Der Einigkeit der nationalen Erhebung entsprach die Harmonie der
Getreuen des Heimatbundes. Drei Berichte wurden dankbar
entgegengenommen: der Kassenbericht, der ein Bild der
wirtschaftlichen Not im Kleinen war, der Tätigkeitsbericht der
rührigen Ortsgruppe Lauenburg und der Arbeitsbericht des
Vorsitzenden. Er führte Folgendes aus: "Die "Lauenburgische
Heimat" hat in ihrem letzten Heft über die Krisis der
Heimatpflege einen bemerkenswerten Aufsatz gebracht, in dem die
äußere Krise auf den Mangel an Geld zurückgeführt wird. Dieser
allgemeine Geldmangel ist in unserm Bunde so drückend, daß
die Fortführung unserer Zeitschrift nur durch außergewöhnliche
Opferfreudigkeit der Mitarbeiter möglich war, denen ich auch
hier herzlich danken möchte.
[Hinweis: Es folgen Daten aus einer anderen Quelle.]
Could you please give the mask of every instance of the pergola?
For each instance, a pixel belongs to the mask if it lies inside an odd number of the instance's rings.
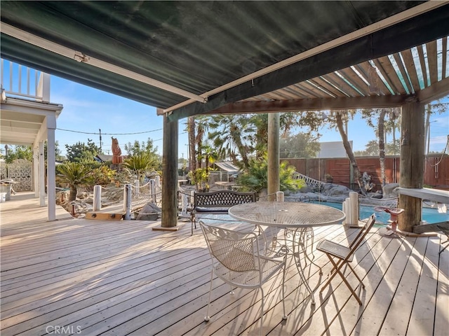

In erster Linie war es Herr Pastor
Fischer-Hübner, der durch eigene Beiträge und das Heranziehen
anderer Autoren unsere Zeitschrift förderte. Danken möchte ich
aber auch dem nimmermüden Freund unserer Sache, der nicht nur
den sichtbaren Druck unserer Zeitschrift, sondern auch den
unsichtbaren auf den oft fast verzweifelnden Herausgeber
ausgeübt hat. Der allgemeine Geldmangel hat aber insofern
wenigstens sein Gutes gehabt, als die Heimat entstellende Bauten
nicht entstanden sind. Größeren Umfang hat nur die Aufstellung
von Treibstoffreklametafeln genommen. Hier einzugreifen war
leider aussichtslos, da der preußische Minister für
Volkswohlfahrt unterm 8. August 1932 neue Richtlinien für die
Aufstellung und Anbringung von Schildern herausgegeben hat, die
angeblich "auf völlige Beseitigung der Reklameschilder der
Mineralöl- und Betriebsstoffe in der freien Landschaft
hinzielen".
Die Richtlinien unterscheiden zwei Arten von
Schildern: 1) Reklameschilder, die der allgemeinen Werbung
dienen, und 2) Hinweisschilder. Diese Schilder dürfen nach den
neuen Richtlinien nicht nur in den Dörfern, sondern auch in der
freien Landschaft für "aus 300 Meter nicht gut sichtbare
Tankstellen" aufgestellt werden! Zugelassen sind Schilder "von
bescheidener Größe" - nämlich von 1-1,5 Quadratmeter, also z. B.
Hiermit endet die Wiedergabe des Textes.